On 20 July 2026, Phillips-Smith was sentenced at Wolverhampton Crown Court to concurrent two-year community orders for the four further offences. The court heard that he had terminal cancer. The judge said that Phillips-Smith had misused a position of trust and that his 2024 prison sentence would have been longer had the additional offences been dealt with at the same time.

The BBC subsequently reported disappointment among victims following the sentence. One victim said that those abused by Phillips-Smith deserved "more justice", while Papplewick said it recognised that the further sentencing might revive difficult memories for former pupils and staff.

In a statement published after the sentencing, Papplewick's governing board said its review had found that concerns about Phillips-Smith's behaviour were raised during his employment, but that no evidence had met the threshold for a criminal investigation.

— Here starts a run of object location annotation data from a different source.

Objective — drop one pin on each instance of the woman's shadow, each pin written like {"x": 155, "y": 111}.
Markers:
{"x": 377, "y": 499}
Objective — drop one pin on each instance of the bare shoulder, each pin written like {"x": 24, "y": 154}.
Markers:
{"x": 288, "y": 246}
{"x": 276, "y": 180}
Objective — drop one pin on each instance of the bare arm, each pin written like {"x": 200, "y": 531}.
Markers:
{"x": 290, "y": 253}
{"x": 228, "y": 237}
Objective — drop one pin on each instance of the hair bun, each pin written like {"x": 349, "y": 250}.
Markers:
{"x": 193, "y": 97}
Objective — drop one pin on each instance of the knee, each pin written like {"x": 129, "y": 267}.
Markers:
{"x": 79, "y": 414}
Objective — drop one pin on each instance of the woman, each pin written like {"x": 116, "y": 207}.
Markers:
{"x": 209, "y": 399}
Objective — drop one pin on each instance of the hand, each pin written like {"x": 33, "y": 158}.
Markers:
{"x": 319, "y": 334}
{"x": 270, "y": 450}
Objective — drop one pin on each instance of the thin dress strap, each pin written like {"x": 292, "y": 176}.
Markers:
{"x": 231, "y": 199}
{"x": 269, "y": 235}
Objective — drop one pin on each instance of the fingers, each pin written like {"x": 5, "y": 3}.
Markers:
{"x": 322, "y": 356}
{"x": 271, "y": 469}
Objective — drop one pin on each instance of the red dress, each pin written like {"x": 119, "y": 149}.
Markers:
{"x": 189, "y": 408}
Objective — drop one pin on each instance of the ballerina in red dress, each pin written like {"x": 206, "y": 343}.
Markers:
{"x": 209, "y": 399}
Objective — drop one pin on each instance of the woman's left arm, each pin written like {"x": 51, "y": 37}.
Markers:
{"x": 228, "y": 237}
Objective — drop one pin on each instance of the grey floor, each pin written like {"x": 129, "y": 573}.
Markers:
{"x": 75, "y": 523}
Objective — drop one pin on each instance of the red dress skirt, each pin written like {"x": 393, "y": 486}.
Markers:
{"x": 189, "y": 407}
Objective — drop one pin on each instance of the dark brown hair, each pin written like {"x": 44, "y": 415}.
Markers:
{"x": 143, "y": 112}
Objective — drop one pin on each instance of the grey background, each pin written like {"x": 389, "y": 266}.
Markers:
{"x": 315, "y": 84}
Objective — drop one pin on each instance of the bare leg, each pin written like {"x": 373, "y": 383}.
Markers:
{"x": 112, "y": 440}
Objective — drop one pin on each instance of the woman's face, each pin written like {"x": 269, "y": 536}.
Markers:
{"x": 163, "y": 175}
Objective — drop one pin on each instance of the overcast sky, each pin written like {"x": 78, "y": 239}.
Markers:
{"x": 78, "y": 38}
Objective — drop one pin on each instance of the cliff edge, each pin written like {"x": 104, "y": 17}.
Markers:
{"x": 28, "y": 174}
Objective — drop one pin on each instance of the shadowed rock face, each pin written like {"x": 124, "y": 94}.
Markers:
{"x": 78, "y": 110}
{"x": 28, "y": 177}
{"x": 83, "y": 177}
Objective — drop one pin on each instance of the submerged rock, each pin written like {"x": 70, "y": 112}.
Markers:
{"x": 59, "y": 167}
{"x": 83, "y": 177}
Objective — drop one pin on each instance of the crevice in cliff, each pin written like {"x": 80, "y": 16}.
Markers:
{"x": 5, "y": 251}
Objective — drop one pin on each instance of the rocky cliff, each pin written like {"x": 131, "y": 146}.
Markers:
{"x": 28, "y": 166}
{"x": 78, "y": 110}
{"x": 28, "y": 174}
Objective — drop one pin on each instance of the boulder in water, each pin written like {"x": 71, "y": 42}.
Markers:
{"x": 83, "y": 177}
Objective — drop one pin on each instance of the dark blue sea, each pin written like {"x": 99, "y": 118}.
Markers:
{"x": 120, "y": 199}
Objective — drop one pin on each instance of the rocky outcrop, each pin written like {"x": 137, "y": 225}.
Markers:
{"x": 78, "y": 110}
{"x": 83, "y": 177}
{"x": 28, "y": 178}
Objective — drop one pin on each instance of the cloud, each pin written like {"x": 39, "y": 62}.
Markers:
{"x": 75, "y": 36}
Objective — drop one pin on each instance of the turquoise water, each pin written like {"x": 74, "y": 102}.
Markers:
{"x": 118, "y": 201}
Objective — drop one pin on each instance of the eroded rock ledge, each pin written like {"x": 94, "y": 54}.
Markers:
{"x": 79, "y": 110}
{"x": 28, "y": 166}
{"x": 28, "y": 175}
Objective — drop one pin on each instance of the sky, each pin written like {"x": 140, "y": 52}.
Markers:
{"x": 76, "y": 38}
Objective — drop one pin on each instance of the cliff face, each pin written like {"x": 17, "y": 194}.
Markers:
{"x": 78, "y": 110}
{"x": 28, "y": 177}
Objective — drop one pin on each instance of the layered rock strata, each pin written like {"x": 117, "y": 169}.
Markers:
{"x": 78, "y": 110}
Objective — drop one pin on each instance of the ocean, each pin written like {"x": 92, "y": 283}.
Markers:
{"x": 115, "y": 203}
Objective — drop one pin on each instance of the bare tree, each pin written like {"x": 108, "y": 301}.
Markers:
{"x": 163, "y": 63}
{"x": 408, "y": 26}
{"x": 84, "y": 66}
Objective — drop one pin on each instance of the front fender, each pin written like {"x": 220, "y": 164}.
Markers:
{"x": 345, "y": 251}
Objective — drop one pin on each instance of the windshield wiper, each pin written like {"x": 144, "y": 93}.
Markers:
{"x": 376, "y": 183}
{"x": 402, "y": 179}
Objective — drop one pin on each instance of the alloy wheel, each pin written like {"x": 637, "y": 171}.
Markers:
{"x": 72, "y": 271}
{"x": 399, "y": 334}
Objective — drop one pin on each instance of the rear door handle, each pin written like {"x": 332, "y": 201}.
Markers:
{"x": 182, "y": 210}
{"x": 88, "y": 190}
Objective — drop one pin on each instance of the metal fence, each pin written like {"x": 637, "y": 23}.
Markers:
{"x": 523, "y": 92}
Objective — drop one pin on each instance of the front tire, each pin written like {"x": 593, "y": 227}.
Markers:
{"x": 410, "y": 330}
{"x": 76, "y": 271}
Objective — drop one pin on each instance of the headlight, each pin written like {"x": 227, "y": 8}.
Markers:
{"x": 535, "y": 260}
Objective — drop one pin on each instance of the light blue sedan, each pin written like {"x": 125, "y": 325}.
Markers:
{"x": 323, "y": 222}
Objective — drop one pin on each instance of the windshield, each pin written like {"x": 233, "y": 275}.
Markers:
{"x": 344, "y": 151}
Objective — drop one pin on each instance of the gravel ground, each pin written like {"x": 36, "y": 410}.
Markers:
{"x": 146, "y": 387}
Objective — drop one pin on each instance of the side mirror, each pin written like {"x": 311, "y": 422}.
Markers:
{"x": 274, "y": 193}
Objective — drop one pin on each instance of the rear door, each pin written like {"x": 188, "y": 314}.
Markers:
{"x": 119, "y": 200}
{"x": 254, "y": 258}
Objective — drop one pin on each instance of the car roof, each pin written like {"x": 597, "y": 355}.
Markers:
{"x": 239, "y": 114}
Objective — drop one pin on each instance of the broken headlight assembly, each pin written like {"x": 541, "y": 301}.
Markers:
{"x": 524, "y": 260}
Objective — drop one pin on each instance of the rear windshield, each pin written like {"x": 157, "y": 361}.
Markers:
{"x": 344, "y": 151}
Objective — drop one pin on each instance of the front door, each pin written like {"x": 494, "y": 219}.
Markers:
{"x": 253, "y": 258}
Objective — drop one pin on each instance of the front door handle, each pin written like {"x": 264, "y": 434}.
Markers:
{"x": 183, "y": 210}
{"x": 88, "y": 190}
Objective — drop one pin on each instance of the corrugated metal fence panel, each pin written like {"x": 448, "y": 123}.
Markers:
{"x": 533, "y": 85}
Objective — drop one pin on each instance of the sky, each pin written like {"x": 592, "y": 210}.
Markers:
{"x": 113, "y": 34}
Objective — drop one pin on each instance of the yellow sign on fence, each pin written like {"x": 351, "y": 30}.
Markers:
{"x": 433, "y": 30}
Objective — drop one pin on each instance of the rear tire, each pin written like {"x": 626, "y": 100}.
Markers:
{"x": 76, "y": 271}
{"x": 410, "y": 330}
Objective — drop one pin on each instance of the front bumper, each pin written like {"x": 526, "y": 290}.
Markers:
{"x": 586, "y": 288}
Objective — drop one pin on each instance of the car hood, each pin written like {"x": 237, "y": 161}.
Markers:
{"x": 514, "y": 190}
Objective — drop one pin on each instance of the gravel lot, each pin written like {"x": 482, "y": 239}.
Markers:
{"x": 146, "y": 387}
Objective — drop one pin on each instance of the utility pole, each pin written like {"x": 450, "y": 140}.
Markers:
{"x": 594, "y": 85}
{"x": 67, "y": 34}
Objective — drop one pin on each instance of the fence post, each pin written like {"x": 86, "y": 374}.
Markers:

The board acknowledged that this did not rule out the possibility that harm had occurred at Papplewick, apologised to anyone who might have been affected by his behaviour, and encouraged former pupils and staff with concerns to contact the school, police or the Local Authority Designated Officer.

===Jonathan Button===
In 2007, the Richmond and Twickenham Times reported that Jonathan Button was sentenced at Kingston Crown Court to 12 months' imprisonment after admitting specimen counts of possessing indecent images of children. The newspaper also reported that Button had previous convictions in 1999, including imprisonment after admitting indecently assaulting boys while employed as a science teacher at a private school in Berkshire during the 1980s.

Earlier reporting in the same newspaper described Button's 2007 court appearance and interim restrictions imposed pending sentence.

A 1998 report in The People named Papplewick School in connection with an allegation of indecent assault in the 1980s involving Button, and said the matter was being investigated by police at the time.